Here are five top tips from National Autism Network to help make summer vacations more fun for everyone.
Many of these tips are sensible as well for family travel with no special needs child. It’s good advice when traveling with a very young child or with an older Grammie or Pops.
Call ahead to the hotel or resort where you are staying and check for any special accommodations they make for children with special needs, such as booking you on a low floor if your child doesn’t like elevators, or a room equipped with wheelchair-accessible doors and bathrooms. These rooms are close to the elevator, which is handy for any traveler who has trouble walking.
If you are attending an amusement park or theme park, such as Walt Disney World, make your first stop the guest services booth, to get a special needs pass for your child.
You may be asked for proof of ailment, so be sure to pack a physician’s note detailing your child’s disorder.
The website WDWHints offers tips on visiting Walt Disney World with a special needs child, but the tips here apply to most theme parks.
Of course, be sure to pack items your child may need, like headphones to drown out large crowd noise, or special snacks to accommodate any specific diet needs, or are simply favorite snacks.
For additional information and inspiration check Curb Free with Cory Lee, a website by a wheelchair-bound traveler whose advice is from personal experience.
- Full disclosure: Cory is a fellow member of the Society of American Travelers (SATW), who I have traveled with.
It may help your child with autism, and your family as a whole, to build in mid-day breaks to wind down from the morning activities and to gear up for the night’s adventures.

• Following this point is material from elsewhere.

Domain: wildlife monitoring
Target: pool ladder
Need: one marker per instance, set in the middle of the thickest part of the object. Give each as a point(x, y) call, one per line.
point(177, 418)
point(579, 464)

Your child may get overwhelmed spending too much time with crowds and loud noises regardless of the coping strategies you implement.

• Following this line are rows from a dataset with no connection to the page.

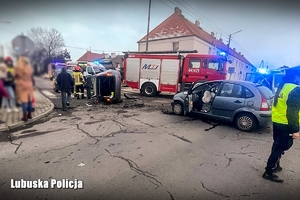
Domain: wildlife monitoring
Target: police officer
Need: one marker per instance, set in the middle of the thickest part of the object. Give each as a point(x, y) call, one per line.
point(79, 82)
point(285, 118)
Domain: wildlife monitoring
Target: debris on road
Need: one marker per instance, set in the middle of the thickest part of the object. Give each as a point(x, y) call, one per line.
point(81, 165)
point(128, 97)
point(165, 111)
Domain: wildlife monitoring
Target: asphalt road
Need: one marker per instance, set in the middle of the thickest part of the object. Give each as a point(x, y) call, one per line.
point(132, 152)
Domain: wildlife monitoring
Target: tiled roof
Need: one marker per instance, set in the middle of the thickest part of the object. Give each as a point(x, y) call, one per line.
point(90, 57)
point(178, 26)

Remember, this is not just your vacation, it belongs to everybody. Provide everybody in the family with a variety of different types of destinations and activities to make them happy.
As a widowed single mother traveling with my daughter and son, to keep the peace, I always gave “equal time” and “equal choice” for visiting attractions and choosing restaurants – First Ladies inaugural gowns for her and Revolutionary War uniforms for him, at the Smithsonian in Washington, D.C., pizza for him one night and sushi for her another.
If your family is searching for adventure on the high seas, look into Autism on the Seas, which assists the cruise industry in providing cruise vacations for individuals and families’ with special needs.
Several airlines offer airplane simulations that allow your special needs child to experience aspect of flight without ever leaving the ground.
The TSA has specific information for passengers with special needs, with specifics such as for passengers who don’t like being touched, and exemptions for liquid medications.
Click here for the TSA information for passengers with Autism or intellectual disabilities.
Be sure to get the special TSA disability notification card that authorizes alternative screening methods which can be done in private. This card is for any traveler of any age and any disability, and it’s FREE.
There is a specific page of travel advice, along with pages of information on nutrition, advice for grandparents, and much more.
And remember, many of these travel tips work, too, for travel with very young children without special needs, and older folk like grandparents.
This article was published originally in 2013 and has been updated for 2019.